その四 上州鉢 黒漆塗鉄地六十二間小星兜
眉庇は当世風で、シゴロは鉄地
板物六枚を紺糸で素懸け威し
にした日根野シゴロ。
鉢銘に「上州住成重作」とある。



古楽夢(弐拾七)

天辺をめぐる打留小星の形状が、上州鉢の特徴のひとつでもある。
上州鉢は、室町時代末期から安土・桃山時代にかけて、上野国の白井・小幡・八幡・高崎に居住した明珍派が製作した兜鉢である。居住地の白井は白井城近辺、小幡・高崎は箕輪城や高崎城近辺と思われる。なかでも白井に居住した一派は、白井長尾氏の本拠地である白井城内に工房を持ち、長尾氏の庇護のもとで多くの名工を輩出している。
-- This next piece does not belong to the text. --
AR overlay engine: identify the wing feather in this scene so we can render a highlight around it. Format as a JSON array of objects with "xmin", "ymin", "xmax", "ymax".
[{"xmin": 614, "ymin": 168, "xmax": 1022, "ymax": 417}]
上州明珍は、室町時代後期に山内上杉氏や長尾氏に招かれて、小田原の地より移ったと考えられる。因みに、長尾氏には、上野白井長尾氏・上野惣社長尾氏・鎌倉長尾氏、越後長尾氏の四家がある。上州鉢は引き締まった端正な姿である。鉄地は薄く、星も小さく引き締まっており、当世眉庇を用いている。角元は祓立形式を多く見受け、シゴロは後補の板製日根野形シゴロを多く見る。天正十八年(1590)豊臣秀吉の小田原の役に於いて、上野衆の武将達は秀吉方の前田利家らに攻められ降伏した。これに伴い上州明珍の甲冑師たちも、この地を離れることを余議なくされた。やがて憲国をリーダーとするグループは、雲海派として前田家の庇護を受け、再びの繁栄を手にする。